School of Information Technology (SIT)
School of Information Technology faculty is a small building near the library at King Mongkut's University of Technology Thonburi (KMUTT) in Bangmod, Bangkok Thailand that is the number one University of Thailand. The famous short name of the faculty is "SIT". Courses range from undergraduate to PHD. The bachelor's degree is separated into information technology and computer science (English program).

History
August 1995           First Bachelor of Science in Information Technology degree offered.
April–June 2000 First Computer science courses (in English program) bachelor's degree and master's degree offered. Then Information Technology course Master and Doctor Degree offered.
May 2002 E-Learning project opened to provide students the opportunity to a review lessons by DVD and CD. Then students can prepare or repeat the lesson by classroom on demand on the internet.
June 2004 courses Software Engineering in master's degree.
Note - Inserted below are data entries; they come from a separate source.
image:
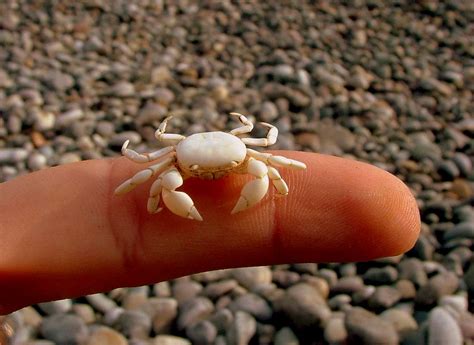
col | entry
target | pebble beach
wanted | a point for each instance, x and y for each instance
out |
(388, 83)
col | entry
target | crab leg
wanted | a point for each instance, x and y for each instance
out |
(269, 140)
(171, 139)
(142, 176)
(277, 161)
(247, 125)
(144, 157)
(254, 190)
(179, 203)
(279, 184)
(154, 198)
Life at School of Information Technology
SIT students study in two locations at KMUTT, and they are classroom building 2 on third floor and the SIT building. In the classroom building 2, it separated into 7 classrooms and 2 common rooms have computers, and in the SIT building there are 5 training rooms and 3 labs for relaxation or working. On the second floor there is private SIT library for borrowing technical books. Most classes have a teacher assistant to help student with lessons. All lecturers are dedicated to teaching, for instance, some lecturers increase lab time every week. Younger students respect the older students who mentor and assist them, and this also creates a good relationship.